Here she is describing the sensation she was given as she was ruled by her right brain in the aftermath of her stroke:
I could not determine how my body was positioned, where it began or where it ended. Without the traditional sense of my physical boundaries, I felt that I was at one with the vastness of the universe.
If that's not yogic...
Though the entire book is fascinating and worth a read, the real gems are in the last couple of chapters. The biggest revelation for me was that physically, our emotional response (via the limbic system) to any given situation only lasts 90 seconds. As Dr. Taylor puts it, "...it takes less than ninety seconds for one of these programs to be triggered, surge through our body, and then be completely flushed out of our bloodstream...if, however, I remain angry after those ninety seconds, then it is because I have chosen to let that circuit continue to run."
I felt a lot of disbelief after reading that. It made me almost feel like a robot, or that she was suggesting I could have the emotional control of something robot-like. After a really traumatizing or upsetting event - a death, a breakup, a physical trauma - it sure doesn't feel like I regain perfect control after 90 seconds.
The thing to remember, though, is that Dr. Taylor doesn't say it's easy or simple to let it go and tap back into the perfect bliss that always exists in the right brain after the 90 seconds. It's a choice, despite the fact that it rarely feels like it. If it was easy and simple, everyone would be happier all the time and we would all always feel connected and empowered. Dr. Taylor refers to the work of discovering that empowerment as "tending the gardens of our minds." It's work and it's every day. Although her stroke has given her a major ability to access that joy and bliss, she still lives and struggles in this world like the rest of us and has to work to make that decision to choose calm over frustration, forgiveness over anger.

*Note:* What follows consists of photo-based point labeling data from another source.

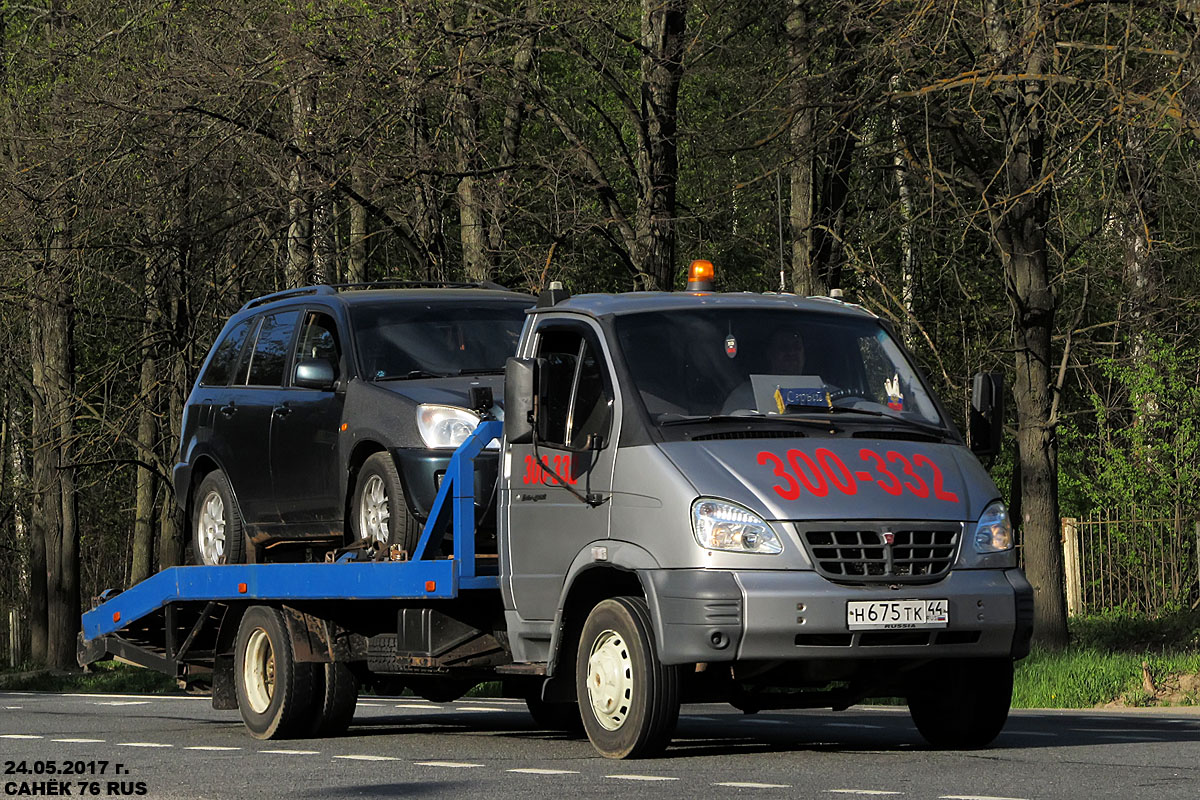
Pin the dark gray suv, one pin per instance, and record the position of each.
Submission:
(328, 414)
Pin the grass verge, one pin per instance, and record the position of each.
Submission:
(107, 677)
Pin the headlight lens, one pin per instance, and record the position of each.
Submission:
(994, 531)
(444, 426)
(721, 525)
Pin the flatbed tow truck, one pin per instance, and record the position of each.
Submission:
(690, 506)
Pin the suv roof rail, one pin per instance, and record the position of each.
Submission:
(334, 288)
(420, 284)
(285, 294)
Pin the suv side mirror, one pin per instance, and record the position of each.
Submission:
(987, 413)
(520, 383)
(315, 373)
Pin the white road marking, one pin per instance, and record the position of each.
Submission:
(477, 708)
(211, 747)
(535, 770)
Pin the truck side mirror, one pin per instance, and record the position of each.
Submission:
(519, 400)
(315, 373)
(987, 413)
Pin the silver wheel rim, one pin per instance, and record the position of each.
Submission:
(610, 680)
(258, 671)
(373, 511)
(211, 528)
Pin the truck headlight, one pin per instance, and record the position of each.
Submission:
(444, 426)
(994, 531)
(721, 525)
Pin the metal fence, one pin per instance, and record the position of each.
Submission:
(1138, 563)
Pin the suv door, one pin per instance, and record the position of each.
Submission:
(549, 525)
(305, 463)
(243, 422)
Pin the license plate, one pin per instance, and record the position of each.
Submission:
(891, 614)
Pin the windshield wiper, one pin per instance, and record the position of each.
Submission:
(700, 419)
(412, 374)
(931, 429)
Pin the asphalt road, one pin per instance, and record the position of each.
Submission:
(399, 747)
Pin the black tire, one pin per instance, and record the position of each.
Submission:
(274, 690)
(629, 701)
(217, 531)
(334, 698)
(961, 703)
(438, 689)
(555, 716)
(378, 492)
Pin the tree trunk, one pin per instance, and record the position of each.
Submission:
(54, 511)
(801, 149)
(664, 23)
(1019, 218)
(299, 265)
(357, 260)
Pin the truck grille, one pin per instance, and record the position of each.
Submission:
(857, 555)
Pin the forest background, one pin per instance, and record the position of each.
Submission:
(1015, 184)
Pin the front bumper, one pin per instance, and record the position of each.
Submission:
(709, 615)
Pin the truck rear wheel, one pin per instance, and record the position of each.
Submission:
(961, 703)
(379, 511)
(628, 699)
(334, 699)
(274, 690)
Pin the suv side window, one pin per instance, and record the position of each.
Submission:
(225, 358)
(268, 362)
(318, 340)
(577, 400)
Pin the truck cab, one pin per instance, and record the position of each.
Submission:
(767, 499)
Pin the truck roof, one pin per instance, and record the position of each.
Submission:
(604, 305)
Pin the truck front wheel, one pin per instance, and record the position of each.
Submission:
(961, 703)
(274, 690)
(629, 701)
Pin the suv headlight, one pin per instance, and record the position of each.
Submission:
(444, 426)
(721, 525)
(994, 531)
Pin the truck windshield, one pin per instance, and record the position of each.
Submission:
(433, 340)
(749, 361)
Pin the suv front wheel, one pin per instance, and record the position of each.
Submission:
(217, 534)
(379, 511)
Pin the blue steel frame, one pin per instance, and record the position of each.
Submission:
(421, 578)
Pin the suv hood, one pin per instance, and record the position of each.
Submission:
(840, 479)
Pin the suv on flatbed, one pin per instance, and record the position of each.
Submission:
(328, 414)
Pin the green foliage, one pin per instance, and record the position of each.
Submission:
(1085, 678)
(107, 677)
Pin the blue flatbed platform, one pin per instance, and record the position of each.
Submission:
(420, 578)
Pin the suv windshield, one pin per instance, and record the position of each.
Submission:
(423, 340)
(751, 361)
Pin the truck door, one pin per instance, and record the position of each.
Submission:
(549, 522)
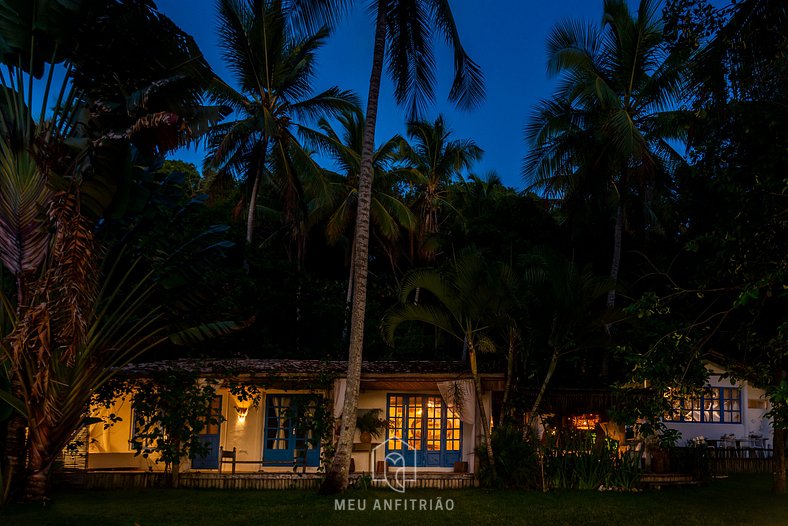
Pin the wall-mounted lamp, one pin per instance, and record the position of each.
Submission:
(242, 408)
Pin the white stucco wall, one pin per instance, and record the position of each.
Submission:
(110, 448)
(752, 419)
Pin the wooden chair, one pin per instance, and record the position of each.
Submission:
(227, 457)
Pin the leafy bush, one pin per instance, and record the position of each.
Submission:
(516, 462)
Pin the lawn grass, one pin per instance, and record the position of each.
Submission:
(736, 500)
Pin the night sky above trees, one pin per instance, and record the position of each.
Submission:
(659, 256)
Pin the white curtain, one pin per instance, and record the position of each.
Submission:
(460, 396)
(340, 386)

This book is a classic example of one I feel the need to read over and over and over again until it's a part of me. It's so empowering but it's also very frightening. It has made me acutely aware of the moments I feel attached to negative feelings of worry or anger. Despite the fact that they're not pleasant and they don't make me feel good, it seems somehow easier to stick with those than to make the choice to be joyful despite whatever challenging realities may be going on in my life.
I recently read a passage from this book to a class of mine during savasana. I told them it's easier said than done - but it is vitally important to each individual's happiness. I hope you find it enlightening and I really hope you get a copy of this book and discover your own empowerment for yourself.
Don't have cash to get the book or time to read it right now? Check out Dr. Taylor's website for more information.
For me, it's really easy to be kind to others when I remember that none of us came into this world with a manual about how to get it all right. We are ultimately a product of our biology and environment. Consequently, I choose to be compassionate with others when I consider how much painful emotional baggage we are biologically programed to carry around. I recognize that mistakes will be made, but this does not mean that I need to either victimize myself or take your actions and mistakes personally. Your stuff is your stuff, and my stuff is my stuff. Feeling deep inner peace and sharing kindness is always a choice for either of us. Forgiving others and forgiving myself is always a choice. Seeing this moment as a perfect moment is always a choice.